Al-Ahram Hebdo : Selon vous, quelle est l’importance de la récente visite du président somalien au Caire en termes de timing et de résultats ?
Ali Al-Hefni : Cette visite est d’une importance particulière, car elle fait suite à un précédent déplacement du président somalien en Egypte, il y a quelques mois. Cela témoigne de la forte volonté politique de Mogadiscio de renforcer la coopération bilatérale avec Le Caire. De son côté, l’Egypte multiplie les initiatives pour renforcer ses liens avec la Somalie en signant, au cours de cette visite, un protocole de coopération militaire et en inaugurant de nouveaux projets bilatéraux : la réouverture de l’ambassade d’Egypte à Mogadiscio et la mise en place d’une liaison aérienne directe entre les deux capitales. Par ailleurs, la visite du président somalien en Egypte intervient au moment où la région de la Corne d’Afrique connaît actuellement une série de transformations rapides à tous les niveaux. En effet, la sécurité régionale est une priorité absolue pour ces deux pays qui sont tous deux membres de la Ligue arabe, de l’Union africaine et du Conseil des Etats riverains de la mer Rouge. Pour l’Egypte, la Somalie, en raison de sa position géographique stratégique en Afrique de l’Est et dans la Corne de l’Afrique, est un acteur-clé pour garantir la stabilité régionale et sécuriser la mer Rouge.
— Quelles sont les répercussions des crises de la Corne de l’Afrique sur la sécurité régionale et égyptienne ?
— La stabilité de la Corne de l’Afrique est étroitement liée à la sécurité nationale de l’Egypte. Le Caire suit de près l’évolution de la situation dans cette région. Le conflit au Soudan, qui entre dans sa deuxième année, devient de plus en plus complexe sur les plans militaire, politique et humanitaire. Par ailleurs, la paix reste toujours fragile à l’Ethiopie malgré la signature de l’accord de paix de Pretoria en novembre 2022. L’accord illégal, signé en janvier dernier entre l’Ethiopie et le Somaliland, une entité non reconnue internationalement, menace davantage la stabilité régionale. Cet accord, fermement rejeté par l’Egypte, constitue une violation flagrante du droit international et porte atteinte à la souveraineté de la Somalie. Il a été également condamné par les autres pays de la Corne de l’Afrique, notamment Djibouti et l’Erythrée. Par ailleurs, la région est fortement influencée par la guerre à Gaza. Les récents affrontements entre les Houthis et Israël ont eu de graves répercussions sur le commerce international et la circulation maritime dans le Canal de Suez.
— Quelle est donc la politique de l’Egypte pour renfoncer sa place dans cette région face à ces crises ?

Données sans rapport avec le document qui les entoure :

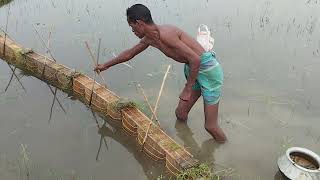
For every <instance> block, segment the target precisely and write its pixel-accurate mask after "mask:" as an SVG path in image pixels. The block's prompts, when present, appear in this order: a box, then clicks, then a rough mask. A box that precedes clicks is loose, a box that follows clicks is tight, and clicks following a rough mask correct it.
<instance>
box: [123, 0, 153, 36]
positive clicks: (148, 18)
mask: <svg viewBox="0 0 320 180" xmlns="http://www.w3.org/2000/svg"><path fill="white" fill-rule="evenodd" d="M127 21H128V23H129V26H130V27H131V28H132V32H134V34H135V35H136V36H138V37H139V38H140V39H141V38H143V37H144V36H145V33H146V32H145V31H146V26H148V25H152V24H154V23H153V20H152V17H151V13H150V10H149V9H148V8H147V7H146V6H144V5H142V4H135V5H133V6H131V7H129V8H128V9H127Z"/></svg>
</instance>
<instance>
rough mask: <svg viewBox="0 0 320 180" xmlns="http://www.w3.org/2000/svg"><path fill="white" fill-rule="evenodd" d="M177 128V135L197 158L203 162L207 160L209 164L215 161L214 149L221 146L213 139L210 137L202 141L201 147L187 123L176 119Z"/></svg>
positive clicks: (186, 147) (215, 148)
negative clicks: (213, 155)
mask: <svg viewBox="0 0 320 180" xmlns="http://www.w3.org/2000/svg"><path fill="white" fill-rule="evenodd" d="M175 128H176V131H177V136H178V137H179V138H180V139H181V140H182V141H183V143H184V146H185V147H186V149H187V150H188V151H189V152H190V153H191V154H193V155H194V156H195V157H196V158H197V159H199V160H200V161H202V162H207V163H209V164H213V163H214V161H215V160H214V156H213V154H214V151H215V149H216V148H218V147H219V144H218V143H216V142H215V141H214V140H213V139H208V140H206V141H204V142H202V144H201V147H199V145H198V143H197V142H196V140H195V139H194V138H193V133H192V131H191V129H190V128H189V126H188V125H187V124H186V123H183V122H180V121H178V120H177V121H176V124H175Z"/></svg>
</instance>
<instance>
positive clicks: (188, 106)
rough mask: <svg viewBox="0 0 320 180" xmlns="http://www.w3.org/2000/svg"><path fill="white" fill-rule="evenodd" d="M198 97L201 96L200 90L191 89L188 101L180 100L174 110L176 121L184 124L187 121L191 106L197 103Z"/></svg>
mask: <svg viewBox="0 0 320 180" xmlns="http://www.w3.org/2000/svg"><path fill="white" fill-rule="evenodd" d="M200 96H201V91H200V89H199V90H194V89H193V90H192V93H191V97H190V100H189V101H183V100H181V99H180V101H179V104H178V107H177V108H176V116H177V119H178V120H180V121H184V122H185V121H187V119H188V114H189V112H190V110H191V108H192V106H193V105H194V104H195V103H196V102H197V100H198V99H199V97H200Z"/></svg>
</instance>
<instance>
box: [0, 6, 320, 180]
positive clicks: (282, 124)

— Il est crucial pour l’Egypte que cette région retrouve la stabilité. C’est pourquoi l’Egypte s’efforce d’investir dans ses relations avec les pays de la Corne d’Afrique, afin de promouvoir la stabilité et de préserver ses intérêts stratégiques. Par exemple, lors de la récente visite du ministre des Affaires étrangères au Rwanda, un accord a été signé pour le lancement de la zone logistique égyptienne au Rwanda, un pays enclavé, à proximité de ses frontières avec la Tanzanie. Ce qui bénéficiera à l’économie rwandaise et tanzanienne. Par ailleurs, l’Egypte tente de développer le secteur de la santé au Rwanda. Au début d’août, la première phase de la construction du centre cardiologique Magdi Yacoub Rwanda-Egypte a été lancée. Cet établissement est destiné à devenir un centre régional de traitement des maladies cardiaques en Afrique de l’Est et centrale.
— Sur le plan militaire, comment voyez-vous l’importance du protocole militaire signé entre l’Egypte et la Somalie ?

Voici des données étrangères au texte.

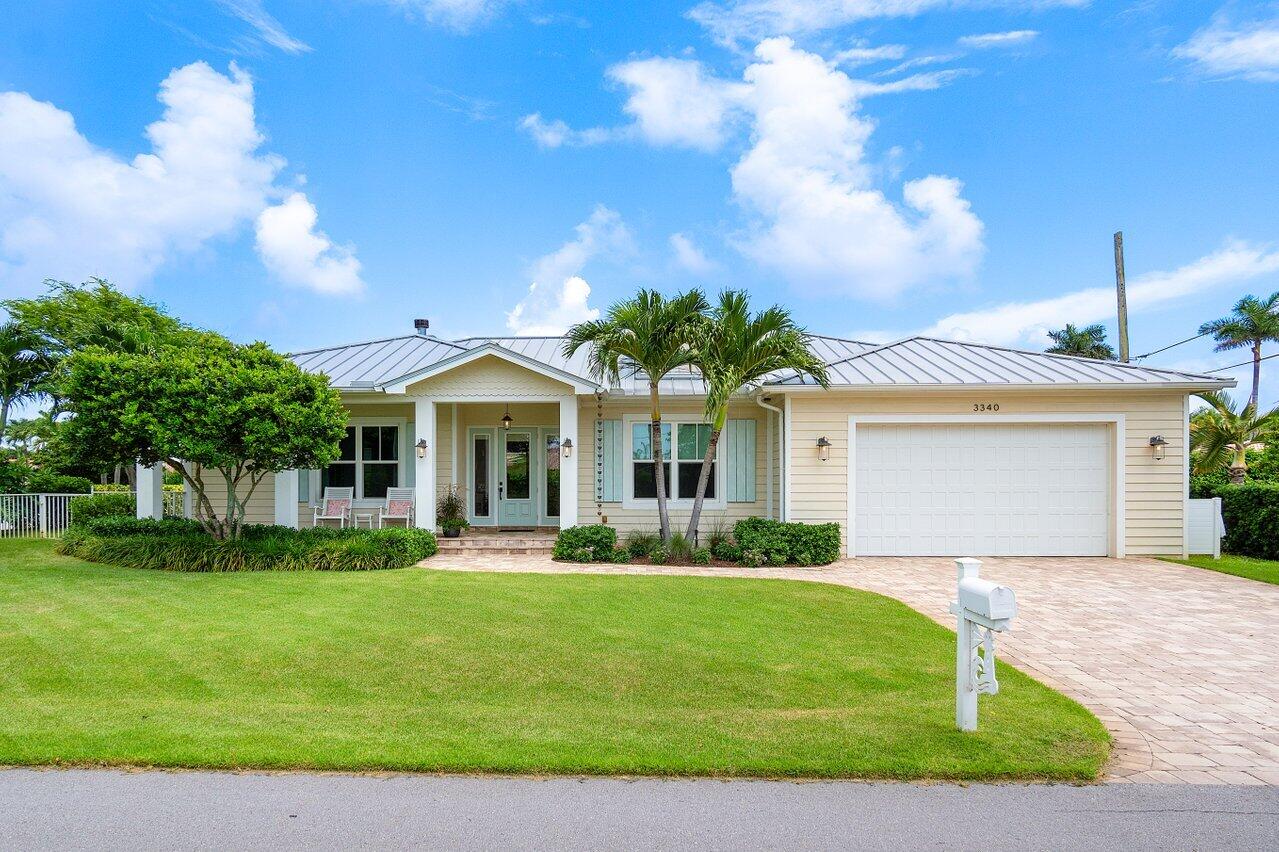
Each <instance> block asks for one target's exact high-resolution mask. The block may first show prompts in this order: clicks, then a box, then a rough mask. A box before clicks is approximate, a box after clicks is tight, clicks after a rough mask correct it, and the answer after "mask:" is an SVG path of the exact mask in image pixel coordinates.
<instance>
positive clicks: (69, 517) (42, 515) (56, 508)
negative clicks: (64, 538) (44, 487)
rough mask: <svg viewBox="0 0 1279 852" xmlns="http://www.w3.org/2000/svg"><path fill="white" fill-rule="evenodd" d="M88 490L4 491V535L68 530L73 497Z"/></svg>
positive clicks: (45, 534)
mask: <svg viewBox="0 0 1279 852" xmlns="http://www.w3.org/2000/svg"><path fill="white" fill-rule="evenodd" d="M79 496H88V495H87V494H0V539H47V537H51V536H59V535H61V533H63V532H65V531H67V527H69V526H70V522H72V500H74V499H75V498H79Z"/></svg>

— L’Egypte dispose d’une grande expertise, notamment dans la formation des cadres militaires à travers ses académies et centres militaires. Le protocole militaire signé entre l’Egypte et la Somalie vise principalement à améliorer l’efficacité des forces de l’armée somalienne pour faire face aux menaces sécuritaires posées par des groupes terroristes, en particulier le mouvement des Shebab. Lors de cette visite, l’Egypte a proposé d’envoyer des forces spéciales dans le cadre du renouvellement cette année de la mission de maintien de la paix des Nations-Unies en Somalie. Par ailleurs, l’Egypte assumera la présidence du Conseil de paix et de sécurité de l’Union africaine en octobre prochain. En effet, au cours de la dernière décennie, la base militaire de Mohamad Naguib a accueilli des exercices militaires avec de nombreux pays africains tels que le Soudan, la Somalie, le Nigeria, le Burkina Faso et le Togo, dans l’objectif de partager avec eux notre expertise dans la lutte contre le terrorisme.